I love this book! It's a very well designed, problems-driven course on the nuts-and-bolts of doing proofs, done in the splendid Hungarian tradition. Aimed at smart and enthusiastic novices, at beginners who aim to become true practitioners of the art, the material in this compact paperback is intrinsically interesting and challenging as well as elegant. Miklós Laczkovich's Conjecture and Proof (a phrase due to Erdös) is by far the best book I've seen for the purposes of teaching a gifted rookie the rudiments of theorem proving (and conjecturing, if only en passant) and exposing him or her to some very beautiful things at the same time, e.g. the irrationality of pi, the transcendence of e, the irrationality of the square root of 2 done five times, Liouville numbers, the Banach-Tarski paradox, the Peano curve: all marvellous stuff!

We generally have to take some care not to intimidate and alienate our students in "introduction to proofs" courses with approaches which are Darwinian if not draconian. So we generally settle for a somewhat prosaic approach, perhaps pitched rather lower than we might want — and then (quite naturally) find our better students properly bored by it all. The ever-growing isomorphism class of mainstream texts serves a clear but ultimately modest purpose: to impart to the average student a certain collection of tools to be used in later courses, e.g. mathematical induction, indirect proofs, etc., etc. — we all know the menu all too well. But, since they are generally heavily steeped in pedagogical "paint-by-numbers" ploys (pardon the pun), these texts don't serve well as a vehicle to convey the unique excitement of "doing" mathematics. Ipso facto we opt to train a large set of majors rather than educate the small subset of potential colleagues, so to speak. (Doubtless I am just voicing a frustration that I myself suffer.)

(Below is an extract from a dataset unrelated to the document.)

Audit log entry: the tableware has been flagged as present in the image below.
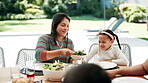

Laczkovich's book, which naturally fits in at the sophomore level, is markedly distinct from the aforementioned texts. Laczkovich tacitly assumes his audience to be already far better motivated toward having real adventures in mathematics than holds true for the average mathematics major. So Conjecture and Proof will resonate properly only with those who are already committed to the cause. But students who use this book — and who really must work every single problem to get the full effect and benefit — will be initiated into the Hungarian tradition which by now has attained legendary status. Indeed, the book "is an elaborate version of the lecture notes for a one-semester course of the Budapest Semesters in Mathematics... for American and Canadian students. [And the] program was designed and initiated by Paul Erdös, Lásló Lovász, Vera Sós, and Lásló Babai with the intention to offer undergraduate courses conveying the tradition of Hungarian mathematics." It doesn't get much better than that.